Wobei: Das Prinzip Spartensender ist alles andere als neu. In den USA startete mit MTV bereits 1981 ein Programm, das zu Beginn fast ausschließlich auf die Sparte Musik setzte. Aber wie unterscheiden sich die heutigen privaten Ableger vom MTV-Prinzip? "Mit den neuen Sendern versucht man nicht mehr nur, bestimmte Sparten zu bedienen, sondern bestimmte Zuschauergruppen", sagt Adelmann. Sat 1 Gold für ältere, Sixx für jüngere Damen, dazu Pro Sieben Maxx und RTL Nitro für Männer (fast) jeden Alters.

Für die großen Privatsender hält sich das unternehmerische Risiko dabei in Grenzen. RTL und Sat 1 verfügen über einen riesigen Fundus an mehr oder weniger angestaubtem Serienmaterial. Im Hauptprogramm wäre dafür allenfalls nachts Platz, bei Sat 1 Gold dagegen passt zum Beispiel Richterin Barbara Salesch perfekt ins Portfolio und füllt kostengünstig das Programm. Die Frage ist: Kann das Konzept mit vielen Wiederholungen langfristig finanziell erfolgreich sein oder wenigstens zur Schärfung des Senderprofils beitragen?

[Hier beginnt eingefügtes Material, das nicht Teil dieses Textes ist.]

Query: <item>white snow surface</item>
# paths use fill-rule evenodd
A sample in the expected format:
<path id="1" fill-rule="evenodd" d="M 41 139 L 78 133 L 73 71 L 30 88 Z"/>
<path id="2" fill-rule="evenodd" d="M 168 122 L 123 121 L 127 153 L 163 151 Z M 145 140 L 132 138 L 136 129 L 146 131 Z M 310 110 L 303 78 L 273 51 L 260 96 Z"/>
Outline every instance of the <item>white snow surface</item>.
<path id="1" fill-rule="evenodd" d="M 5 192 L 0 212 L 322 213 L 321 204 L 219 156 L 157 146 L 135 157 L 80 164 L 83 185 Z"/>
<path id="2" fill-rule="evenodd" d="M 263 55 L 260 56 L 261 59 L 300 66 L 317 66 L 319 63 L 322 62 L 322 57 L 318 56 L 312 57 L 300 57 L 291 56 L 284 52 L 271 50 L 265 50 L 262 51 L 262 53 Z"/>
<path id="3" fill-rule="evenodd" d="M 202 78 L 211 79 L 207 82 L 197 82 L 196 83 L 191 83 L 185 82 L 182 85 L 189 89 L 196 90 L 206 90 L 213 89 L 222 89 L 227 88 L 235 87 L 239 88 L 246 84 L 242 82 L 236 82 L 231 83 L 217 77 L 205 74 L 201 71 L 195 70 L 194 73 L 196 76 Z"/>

Zweifel an der Daseinsberechtigung

Kaum, meint Medienexperte Adelmann. Um echte Zuschauerbindung zu erreichen, müssten die Sender langfristig Alleinstellungsmerkmale schaffen, eigene Serien und Shows produzieren. Das liegt auch am veränderten Wettbewerb, sagt Adelmann weiter: "Fernsehen war immer eine nationale Sache. Durch das Internet müssen sich die Sender plötzlich einer internationalen Konkurrenz erwehren." Wer an einer bestimmten TV-Serie aus dem englischsprachigen Raum interessiert ist, kann sie sich jederzeit online ansehen. Das Internet bietet den Konsumenten ein maximal personalisiertes Programm, zusätzlich ist ein Gutteil der öffentlich-rechtlichen Sendevielfalt jederzeit in den Mediatheken abrufbar. Das schürt weitere Zweifel an der Daseinsberechtigung der Privatableger.

Es liegt somit eine Menge Arbeit vor dem versammelten Nachwuchs der Privatsender. Eigenproduktionen müssen angeschoben, Zielgruppen sehr präzise angesprochen werden. Vom Gelingen dieser Mission hängt nicht zuletzt der Erfolg der älteren Geschwister Pro Sieben, Sat 1 oder RTL ab. Dennoch war es der richtige Schritt der Privaten, brachliegende Marktsegmente mit ihren Spartenprogrammen zu besetzen. Und sollte die Spezialisierung des TV-Marktes weitergehen, wer weiß? Womöglich ist die Familienplanung von ProSiebenSat1 und RTL noch gar nicht abgeschlossen.